Re: [PATCH] mm/hugetlb: wait for hugepage folios to be freed

Ge Yang <yangge1116@xxxxxxx> · Tue, 18 Feb 2025 17:54:23 +0800

在 2025/2/18 17:41, David Hildenbrand 写道:
On 18.02.25 10:22, Ge Yang wrote:

在 2025/2/18 16:55, David Hildenbrand 写道:
On 15.02.25 06:50, Ge Yang wrote:

在 2025/2/14 16:08, David Hildenbrand 写道:
On 14.02.25 07:32, yangge1116@xxxxxxx wrote:
From: Ge Yang <yangge1116@xxxxxxx>

Since the introduction of commit b65d4adbc0f0 ("mm: hugetlb: defer
freeing
of HugeTLB pages"), which supports deferring the freeing of HugeTLB
pages,
the allocation of contiguous memory through cma_alloc() may fail
probabilistically.

In the CMA allocation process, if it is found that the CMA area is
occupied
by in-use hugepage folios, these in-use hugepage folios need to be
migrated
to another location. When there are no available hugepage folios 
in the
free HugeTLB pool during the migration of in-use HugeTLB pages, new
folios
are allocated from the buddy system. A temporary state is set on the
newly
allocated folio. Upon completion of the hugepage folio migration, the
temporary state is transferred from the new folios to the old folios.
Normally, when the old folios with the temporary state are freed, 
it is
directly released back to the buddy system. However, due to the
deferred
freeing of HugeTLB pages, the PageBuddy() check fails, ultimately
leading
to the failure of cma_alloc().

Here is a simplified call trace illustrating the process:
cma_alloc()
       ->__alloc_contig_migrate_range() // Migrate in-use hugepage
           ->unmap_and_move_huge_page()
               ->folio_putback_hugetlb() // Free old folios
       ->test_pages_isolated()
           ->__test_page_isolated_in_pageblock()
                ->PageBuddy(page) // Check if the page is in buddy

To resolve this issue, we have implemented a function named
wait_for_hugepage_folios_freed(). This function ensures that the
hugepage
folios are properly released back to the buddy system after their
migration
is completed. By invoking wait_for_hugepage_folios_freed() following
the
migration process, we guarantee that when test_pages_isolated() is
executed, it will successfully pass.

Okay, so after every successful migration -> put of src, we wait 
for the
src to actually get freed.

When migrating multiple hugetlb folios, we'd wait once per folio.

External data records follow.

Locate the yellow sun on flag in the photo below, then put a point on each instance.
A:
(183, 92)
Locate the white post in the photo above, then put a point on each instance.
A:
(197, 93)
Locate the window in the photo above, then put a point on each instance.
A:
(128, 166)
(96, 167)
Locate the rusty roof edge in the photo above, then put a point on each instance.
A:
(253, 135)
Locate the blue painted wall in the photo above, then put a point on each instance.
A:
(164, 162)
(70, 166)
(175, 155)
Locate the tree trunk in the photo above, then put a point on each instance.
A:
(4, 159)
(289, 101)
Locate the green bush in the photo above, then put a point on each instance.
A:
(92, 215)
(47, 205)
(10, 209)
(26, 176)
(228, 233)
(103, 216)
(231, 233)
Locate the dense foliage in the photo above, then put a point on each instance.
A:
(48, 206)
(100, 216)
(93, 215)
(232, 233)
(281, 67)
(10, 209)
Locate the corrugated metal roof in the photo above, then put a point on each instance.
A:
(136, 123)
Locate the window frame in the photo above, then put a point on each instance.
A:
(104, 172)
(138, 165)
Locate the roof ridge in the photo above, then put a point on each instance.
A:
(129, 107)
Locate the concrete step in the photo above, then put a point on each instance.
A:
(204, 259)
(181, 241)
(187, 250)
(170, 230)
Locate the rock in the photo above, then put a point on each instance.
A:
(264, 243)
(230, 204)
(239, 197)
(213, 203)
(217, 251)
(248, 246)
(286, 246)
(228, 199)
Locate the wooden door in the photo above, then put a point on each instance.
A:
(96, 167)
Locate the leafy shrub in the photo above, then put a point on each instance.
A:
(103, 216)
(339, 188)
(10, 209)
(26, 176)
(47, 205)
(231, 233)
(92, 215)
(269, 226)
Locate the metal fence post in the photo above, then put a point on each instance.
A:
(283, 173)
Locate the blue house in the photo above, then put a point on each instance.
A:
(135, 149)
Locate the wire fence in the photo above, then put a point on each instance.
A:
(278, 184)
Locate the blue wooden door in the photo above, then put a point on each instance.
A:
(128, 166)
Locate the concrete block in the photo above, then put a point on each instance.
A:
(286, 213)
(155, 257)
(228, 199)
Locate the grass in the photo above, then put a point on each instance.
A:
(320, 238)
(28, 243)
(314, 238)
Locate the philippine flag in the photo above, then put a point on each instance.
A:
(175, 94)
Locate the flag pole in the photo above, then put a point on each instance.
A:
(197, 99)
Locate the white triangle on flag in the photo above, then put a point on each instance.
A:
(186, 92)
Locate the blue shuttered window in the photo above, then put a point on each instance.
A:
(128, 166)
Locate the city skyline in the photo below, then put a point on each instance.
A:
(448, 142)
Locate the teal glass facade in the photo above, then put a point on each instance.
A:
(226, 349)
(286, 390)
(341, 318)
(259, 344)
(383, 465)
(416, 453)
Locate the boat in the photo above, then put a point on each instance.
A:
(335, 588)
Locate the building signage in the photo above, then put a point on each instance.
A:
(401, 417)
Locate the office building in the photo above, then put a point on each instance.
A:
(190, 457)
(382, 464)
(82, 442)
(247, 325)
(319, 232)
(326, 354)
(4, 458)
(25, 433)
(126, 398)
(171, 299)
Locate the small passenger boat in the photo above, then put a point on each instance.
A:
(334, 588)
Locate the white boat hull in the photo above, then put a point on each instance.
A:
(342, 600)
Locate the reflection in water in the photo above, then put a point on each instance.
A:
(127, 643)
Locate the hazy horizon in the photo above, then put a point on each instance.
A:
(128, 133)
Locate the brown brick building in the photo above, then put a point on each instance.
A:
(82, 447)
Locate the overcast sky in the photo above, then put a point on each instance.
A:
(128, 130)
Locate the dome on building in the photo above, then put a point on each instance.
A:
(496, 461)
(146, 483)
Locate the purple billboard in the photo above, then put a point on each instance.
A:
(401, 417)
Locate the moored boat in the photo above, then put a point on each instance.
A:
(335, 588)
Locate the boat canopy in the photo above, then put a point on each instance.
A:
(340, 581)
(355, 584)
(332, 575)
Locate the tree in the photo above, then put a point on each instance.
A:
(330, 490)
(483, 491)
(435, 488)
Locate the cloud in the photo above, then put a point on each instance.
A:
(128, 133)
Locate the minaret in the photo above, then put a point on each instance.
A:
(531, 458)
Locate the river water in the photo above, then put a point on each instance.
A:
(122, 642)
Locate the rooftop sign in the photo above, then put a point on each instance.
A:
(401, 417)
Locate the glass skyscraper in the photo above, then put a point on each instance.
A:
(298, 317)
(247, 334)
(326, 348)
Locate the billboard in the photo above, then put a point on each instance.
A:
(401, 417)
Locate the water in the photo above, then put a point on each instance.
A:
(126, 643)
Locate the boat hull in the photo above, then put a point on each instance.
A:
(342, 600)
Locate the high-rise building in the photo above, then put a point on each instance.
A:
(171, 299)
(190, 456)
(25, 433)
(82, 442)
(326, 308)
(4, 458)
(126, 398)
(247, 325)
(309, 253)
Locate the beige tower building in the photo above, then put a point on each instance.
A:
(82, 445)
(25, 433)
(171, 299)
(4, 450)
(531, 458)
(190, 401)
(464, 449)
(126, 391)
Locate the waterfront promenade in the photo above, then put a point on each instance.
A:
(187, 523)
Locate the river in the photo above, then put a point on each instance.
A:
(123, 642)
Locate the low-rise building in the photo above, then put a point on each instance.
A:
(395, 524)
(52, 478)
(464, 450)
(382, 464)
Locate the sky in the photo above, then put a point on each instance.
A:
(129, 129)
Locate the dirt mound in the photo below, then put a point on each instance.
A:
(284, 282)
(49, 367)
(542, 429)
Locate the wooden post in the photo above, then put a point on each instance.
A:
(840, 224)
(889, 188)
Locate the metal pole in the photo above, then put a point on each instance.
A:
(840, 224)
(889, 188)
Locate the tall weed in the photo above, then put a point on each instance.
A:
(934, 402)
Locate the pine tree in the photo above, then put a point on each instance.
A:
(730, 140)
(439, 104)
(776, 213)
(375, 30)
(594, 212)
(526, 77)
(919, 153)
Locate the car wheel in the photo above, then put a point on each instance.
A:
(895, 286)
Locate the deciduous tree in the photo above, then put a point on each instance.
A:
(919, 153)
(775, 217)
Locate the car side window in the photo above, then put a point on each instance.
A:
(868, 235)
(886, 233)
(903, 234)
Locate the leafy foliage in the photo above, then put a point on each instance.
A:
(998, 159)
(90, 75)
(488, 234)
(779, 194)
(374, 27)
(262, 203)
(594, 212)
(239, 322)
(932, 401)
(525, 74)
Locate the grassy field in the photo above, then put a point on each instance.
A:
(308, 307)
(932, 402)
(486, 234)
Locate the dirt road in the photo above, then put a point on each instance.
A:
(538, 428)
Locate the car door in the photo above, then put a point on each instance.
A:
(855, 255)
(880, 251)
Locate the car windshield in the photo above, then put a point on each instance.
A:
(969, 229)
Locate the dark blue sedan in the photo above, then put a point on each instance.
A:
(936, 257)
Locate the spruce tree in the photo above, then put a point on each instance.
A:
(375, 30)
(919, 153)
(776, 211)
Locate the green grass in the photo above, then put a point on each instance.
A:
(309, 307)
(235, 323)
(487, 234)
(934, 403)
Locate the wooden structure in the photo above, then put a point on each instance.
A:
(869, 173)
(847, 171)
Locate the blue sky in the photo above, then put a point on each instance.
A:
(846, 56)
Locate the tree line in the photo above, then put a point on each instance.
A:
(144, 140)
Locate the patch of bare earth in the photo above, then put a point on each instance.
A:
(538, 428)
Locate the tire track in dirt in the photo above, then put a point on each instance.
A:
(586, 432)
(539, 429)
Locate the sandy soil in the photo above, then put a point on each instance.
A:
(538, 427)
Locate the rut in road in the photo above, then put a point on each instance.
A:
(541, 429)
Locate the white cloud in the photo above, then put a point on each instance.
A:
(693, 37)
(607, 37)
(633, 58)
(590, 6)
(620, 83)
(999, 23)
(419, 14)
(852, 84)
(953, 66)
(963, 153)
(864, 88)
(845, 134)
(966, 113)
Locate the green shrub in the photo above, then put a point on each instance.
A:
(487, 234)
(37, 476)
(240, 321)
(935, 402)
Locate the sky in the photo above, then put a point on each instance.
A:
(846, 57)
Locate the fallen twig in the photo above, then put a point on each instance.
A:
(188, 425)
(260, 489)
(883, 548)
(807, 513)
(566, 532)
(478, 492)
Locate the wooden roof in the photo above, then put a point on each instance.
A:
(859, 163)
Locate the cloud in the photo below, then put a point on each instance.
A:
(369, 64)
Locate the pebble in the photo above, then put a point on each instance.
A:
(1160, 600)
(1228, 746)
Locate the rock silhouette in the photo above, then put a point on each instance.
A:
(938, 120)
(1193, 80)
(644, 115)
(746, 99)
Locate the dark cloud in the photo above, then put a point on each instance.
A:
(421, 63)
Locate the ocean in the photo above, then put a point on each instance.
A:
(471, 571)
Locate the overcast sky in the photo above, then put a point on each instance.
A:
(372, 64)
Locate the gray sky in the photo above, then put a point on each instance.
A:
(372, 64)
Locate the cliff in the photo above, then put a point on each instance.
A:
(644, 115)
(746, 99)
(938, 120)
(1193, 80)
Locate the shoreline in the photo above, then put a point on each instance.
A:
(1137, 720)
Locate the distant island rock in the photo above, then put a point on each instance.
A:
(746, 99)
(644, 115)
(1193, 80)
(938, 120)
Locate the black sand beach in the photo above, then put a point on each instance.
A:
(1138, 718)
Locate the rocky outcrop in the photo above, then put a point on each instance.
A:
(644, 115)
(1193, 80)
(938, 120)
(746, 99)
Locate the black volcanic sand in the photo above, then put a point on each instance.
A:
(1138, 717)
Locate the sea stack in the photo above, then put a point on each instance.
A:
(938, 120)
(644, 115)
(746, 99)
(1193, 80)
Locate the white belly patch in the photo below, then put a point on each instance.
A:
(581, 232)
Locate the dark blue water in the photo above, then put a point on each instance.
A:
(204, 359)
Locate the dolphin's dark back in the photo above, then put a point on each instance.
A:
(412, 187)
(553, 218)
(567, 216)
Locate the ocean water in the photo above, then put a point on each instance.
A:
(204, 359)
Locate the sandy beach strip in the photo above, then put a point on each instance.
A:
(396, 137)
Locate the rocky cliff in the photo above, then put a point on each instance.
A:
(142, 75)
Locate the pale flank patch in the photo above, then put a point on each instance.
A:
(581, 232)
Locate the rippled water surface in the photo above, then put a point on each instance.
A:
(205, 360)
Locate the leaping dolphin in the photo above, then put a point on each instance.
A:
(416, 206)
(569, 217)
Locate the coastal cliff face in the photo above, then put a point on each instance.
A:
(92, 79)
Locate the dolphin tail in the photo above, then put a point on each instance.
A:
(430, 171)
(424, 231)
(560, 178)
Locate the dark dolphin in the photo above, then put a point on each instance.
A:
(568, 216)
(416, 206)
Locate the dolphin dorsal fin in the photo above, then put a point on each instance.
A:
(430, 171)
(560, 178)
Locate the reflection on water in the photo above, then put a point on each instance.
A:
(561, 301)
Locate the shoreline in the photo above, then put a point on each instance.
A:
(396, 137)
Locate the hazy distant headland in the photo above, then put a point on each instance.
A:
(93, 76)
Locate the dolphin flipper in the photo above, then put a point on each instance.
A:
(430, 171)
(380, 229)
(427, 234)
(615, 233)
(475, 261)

It reminds me a bit about pcp caches, where folios are !buddy until 
the
pcp was drained.

It seems that we only track unmovable, reclaimable, and movable 
pages on
the pcp lists. For specific details, please refer to the
free_frozen_pages() function.

It reminded me about PCP caches, because we effectively also have to
wait for some stuck folios to properly get freed to the buddy.

It seems that when an isolated page is freed, it won't be placed back
into the PCP caches.

I recall there are cases when the page was in the pcp before the 
isolation started, which is why we drain the pcp at some point (IIRC).

Yes, indeed, drain_all_pages(cc.zone) is currently executed before 
__alloc_contig_migrate_range().